In response, Snapchat, Instagram, and YouTube developed almost identical competitors, hoping to leverage their massive existing user bases to protect their leads. Today, creators have four main platforms to choose from, each with their strengths and weaknesses.

A TikTok of a man with his son on his shoulders with the caption 'Raising a comedian!'
Source: TikTok

TikTok has a bit of a lead on vertical video, with some of the best augmented reality effects available (and the ability to create your own), a powerful suggestion algorithm, and the recent addition of 20-minute videos. Monetization and content virality have garnered criticism, though. Videos go viral seemingly at random, with the algorithm sometimes promoting a creator’s content to new, and sometimes unreceptive or hostile, audiences (via Washington Post). In early 2023, TikTok confirmed reports that some employees artificially boost, or “heat,” videos. This damage public trust in a company already embroiled in controversy over its ties with China.

Snapchat’s Spotlight feature shares a younger audience with TikTok but lacks the content quality its competitors have. Many Spotlight videos are either out-of-context clips you might see on someone’s Snapchat Story or clearly from a content farm trying to go viral. Spotlight’s creator payouts have also decreased significantly since the feature’s launch.

Three screenshots of Instagram Reels app's discovery page, editing page, and recording screen.
Source: Instagram

Instagram was heavily criticized after the platform shifted from prioritizing photos and stories to Instagram Reels (via SocialMediaToday). Kylie Jenner and other celebrities called for the platform to return to its roots instead of chasing TikTok.

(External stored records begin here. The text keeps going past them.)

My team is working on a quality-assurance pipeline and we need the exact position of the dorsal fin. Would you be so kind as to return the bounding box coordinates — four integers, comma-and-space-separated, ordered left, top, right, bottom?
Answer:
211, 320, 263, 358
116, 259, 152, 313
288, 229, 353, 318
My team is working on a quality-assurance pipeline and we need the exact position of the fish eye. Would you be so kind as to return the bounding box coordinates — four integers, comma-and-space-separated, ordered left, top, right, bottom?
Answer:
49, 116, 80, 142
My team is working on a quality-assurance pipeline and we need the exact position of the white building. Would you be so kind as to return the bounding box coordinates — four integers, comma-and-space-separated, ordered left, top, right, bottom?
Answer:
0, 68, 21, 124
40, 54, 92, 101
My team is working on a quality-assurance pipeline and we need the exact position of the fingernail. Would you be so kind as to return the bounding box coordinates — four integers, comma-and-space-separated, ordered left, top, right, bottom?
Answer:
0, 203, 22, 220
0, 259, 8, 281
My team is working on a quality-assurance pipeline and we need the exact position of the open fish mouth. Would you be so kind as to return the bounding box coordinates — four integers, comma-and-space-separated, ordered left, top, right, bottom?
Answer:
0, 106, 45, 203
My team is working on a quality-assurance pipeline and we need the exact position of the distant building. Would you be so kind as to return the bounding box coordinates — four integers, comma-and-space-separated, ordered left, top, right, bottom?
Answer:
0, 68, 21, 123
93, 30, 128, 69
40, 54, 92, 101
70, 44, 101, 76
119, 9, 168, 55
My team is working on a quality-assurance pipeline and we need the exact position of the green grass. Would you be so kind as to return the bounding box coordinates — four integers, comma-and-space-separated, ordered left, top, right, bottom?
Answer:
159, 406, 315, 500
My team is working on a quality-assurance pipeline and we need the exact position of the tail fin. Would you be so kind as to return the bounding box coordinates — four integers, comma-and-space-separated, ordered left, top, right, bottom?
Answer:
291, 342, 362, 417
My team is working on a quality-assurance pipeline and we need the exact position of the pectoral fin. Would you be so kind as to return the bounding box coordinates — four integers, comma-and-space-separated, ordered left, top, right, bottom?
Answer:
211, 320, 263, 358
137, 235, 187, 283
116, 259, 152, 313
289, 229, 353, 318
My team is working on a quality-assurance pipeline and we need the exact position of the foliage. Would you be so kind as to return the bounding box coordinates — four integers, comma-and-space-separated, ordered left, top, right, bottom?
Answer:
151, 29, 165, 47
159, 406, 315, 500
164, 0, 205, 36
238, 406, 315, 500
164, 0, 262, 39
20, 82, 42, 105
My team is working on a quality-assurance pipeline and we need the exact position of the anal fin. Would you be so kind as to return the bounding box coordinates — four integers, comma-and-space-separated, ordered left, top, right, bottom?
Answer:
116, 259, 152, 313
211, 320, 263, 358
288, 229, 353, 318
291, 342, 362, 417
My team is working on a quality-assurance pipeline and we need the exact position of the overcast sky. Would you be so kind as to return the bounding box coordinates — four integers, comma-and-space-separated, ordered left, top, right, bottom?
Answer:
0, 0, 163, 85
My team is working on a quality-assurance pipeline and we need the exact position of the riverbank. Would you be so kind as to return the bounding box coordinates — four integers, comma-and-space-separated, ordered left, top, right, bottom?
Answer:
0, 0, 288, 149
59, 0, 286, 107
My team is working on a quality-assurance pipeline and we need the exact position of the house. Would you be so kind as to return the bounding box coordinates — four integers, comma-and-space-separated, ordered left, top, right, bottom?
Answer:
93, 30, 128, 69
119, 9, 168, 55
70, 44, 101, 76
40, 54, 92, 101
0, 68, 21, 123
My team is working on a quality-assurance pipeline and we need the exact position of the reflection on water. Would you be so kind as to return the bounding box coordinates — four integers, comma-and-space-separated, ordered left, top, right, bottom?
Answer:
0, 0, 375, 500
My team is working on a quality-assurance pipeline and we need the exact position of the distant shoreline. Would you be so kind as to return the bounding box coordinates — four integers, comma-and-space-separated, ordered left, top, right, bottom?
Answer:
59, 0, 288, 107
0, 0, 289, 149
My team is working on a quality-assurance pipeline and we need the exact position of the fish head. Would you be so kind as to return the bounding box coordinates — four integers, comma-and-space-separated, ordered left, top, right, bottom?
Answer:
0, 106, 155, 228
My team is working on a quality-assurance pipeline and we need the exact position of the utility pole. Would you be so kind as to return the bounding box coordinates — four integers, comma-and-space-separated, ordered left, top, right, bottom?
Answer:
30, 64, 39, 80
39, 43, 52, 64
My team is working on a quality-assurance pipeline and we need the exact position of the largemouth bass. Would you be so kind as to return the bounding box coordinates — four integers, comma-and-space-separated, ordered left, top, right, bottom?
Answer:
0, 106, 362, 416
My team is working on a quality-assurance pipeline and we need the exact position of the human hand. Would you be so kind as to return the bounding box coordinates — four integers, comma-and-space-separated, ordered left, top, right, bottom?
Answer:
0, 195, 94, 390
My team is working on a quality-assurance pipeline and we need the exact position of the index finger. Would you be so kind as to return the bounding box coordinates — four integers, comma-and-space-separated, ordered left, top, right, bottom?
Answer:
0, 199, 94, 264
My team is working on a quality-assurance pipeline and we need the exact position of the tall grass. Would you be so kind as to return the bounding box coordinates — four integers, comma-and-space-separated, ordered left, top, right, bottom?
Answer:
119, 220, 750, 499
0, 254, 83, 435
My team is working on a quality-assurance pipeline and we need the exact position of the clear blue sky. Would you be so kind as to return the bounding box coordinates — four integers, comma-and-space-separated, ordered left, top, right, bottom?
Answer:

Aside from this controversy, creators report lower engagement on Reels, and the company ended its creator fund in March 2023.

Of TikTok’s competitors, YouTube has the most established and diverse audience for video content. It also has some of the most robust viewer analytics tools in the game, and Shorts are already watchable on almost any device.

Playing the long game

In 2018, TikTok proved the value of short-form, vertical video. With an established user base, a scalable monetization system, and an app accessible on almost anything with a screen, YouTube Shorts is one of many solid competitors to the ByteDance-owned platform. Shorts have given established creators an on-ramp for new viewers and brought new creators to the platform. And as of February 2023, YouTube Shorts crossed 50 billion daily views, and it's only getting stronger.

As one of the top tech YouTubers, Marques Brownlee, says it, “They’re showing Shorts to people all the time, and they’ve kind of started to set the bait for full-time TikTokers to become YouTubers.”